Lain ladang, lain belalang. Jika pasutri Hitungan sangat berani menyatakan
pendapat kepada anak-anak mereka, pasutri Segan justru sebaliknya. Ketika masih
muda atau baru menikah, pasutri Segan tak sanggup merawat anak mereka karena
harus banting tulang mencukupi kebutuhan keluarga. Maka, mereka menitipkan
anak-anak mereka kepada seorang ibu pengasuh yang profesional karena sanak
saudara mereka dan orang tua mereka juga tidak mau dititipi anak-anak kecil
yang suka usil. Ketika mereka sudah bisa membeli rumah sendiri dan anak-anak
mereka telah remaja, barulah pasutri Segan mulai menjaga anak-anak mereka
sendiri.
Karena lama tak bersama, pasutri Segan selalu menuruti kemauan anak-anak
mereka dan tak pernah sanggup melarang mereka karena jika dilarang, mereka akan
marah-marah. Selain itu, mereka takut diabaikan oleh anak-anak yang diharapkan
menjadi tumpuan masa tua mereka sehingga selalu segan menyatakan pendapat
mereka. Suatu hari anak tengah mereka menikah lalu tinggal di rumah hasil kerja
kerasnya sendiri. Namun, dia menitipkan anak-anaknya kepada pasutri Segan
karena mertuanya juga tidak mau dititipi anak-anak kecil.

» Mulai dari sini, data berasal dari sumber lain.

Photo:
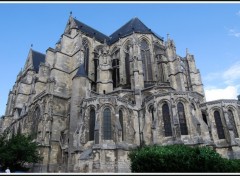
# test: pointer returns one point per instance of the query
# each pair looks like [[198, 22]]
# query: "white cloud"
[[212, 76], [238, 13], [234, 33], [230, 92], [229, 80], [232, 74]]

Karena sudah dititipkan, anak tengah seakan lepas tanggung jawab. Acapkali
anak-anaknya bermasalah, pasutri Segan akan dikomplain atau diomeli. Dia tidak
punya inisiatif untuk belajar merawat anak-anaknya sendiri. Sepulang kerja atau saat libur tiba dia
tidak mau membawa pulang anak-anaknya dan hanya datang menjenguk anak-anak
mereka sejenak lamanya. Karena dia sibuk bekerja, dia baru membawa pulang
anaknya pada malam hari setelah anaknya mulai bersekolah. Sementara itu anak
keduanya masih batita sehingga tak pernah dibawa pulang.
Padahal, merawat anak kecil amatlah melelahkan karena anak-anak kecil
sering terbangun pada jam-jam tidur sehingga pasutri Segan kurang tidur.
Anak-anak kecil juga sering buang kotoran di pampers atau celana dan harus sering digendong. Ketika mulai
berjalan dan berlari, mereka pun berlarian ke sana kemari, naik turun tangga,
mengambil dan melempar berbagai benda, serta mencoba banyak hal baru. Semua ini
amat sangat melelahkan bagi orang yang sudah berumur tetapi anak tengah
seakan-akan tidak mau tahu karena dia tampak belum sanggup meninggalkan zona
nyamannya semasa single dulu. Mungkin
pula dia masih menyimpan kepahitan masa kecil karena dulu dia pun dititipkan
kepada orang lain.
Amsal 10:1 Amsal-amsal Salomo. Anak yang bijak mendatangkan sukacita kepada ayahnya, tetapi anak yang bebal adalah kedukaan bagi ibunya.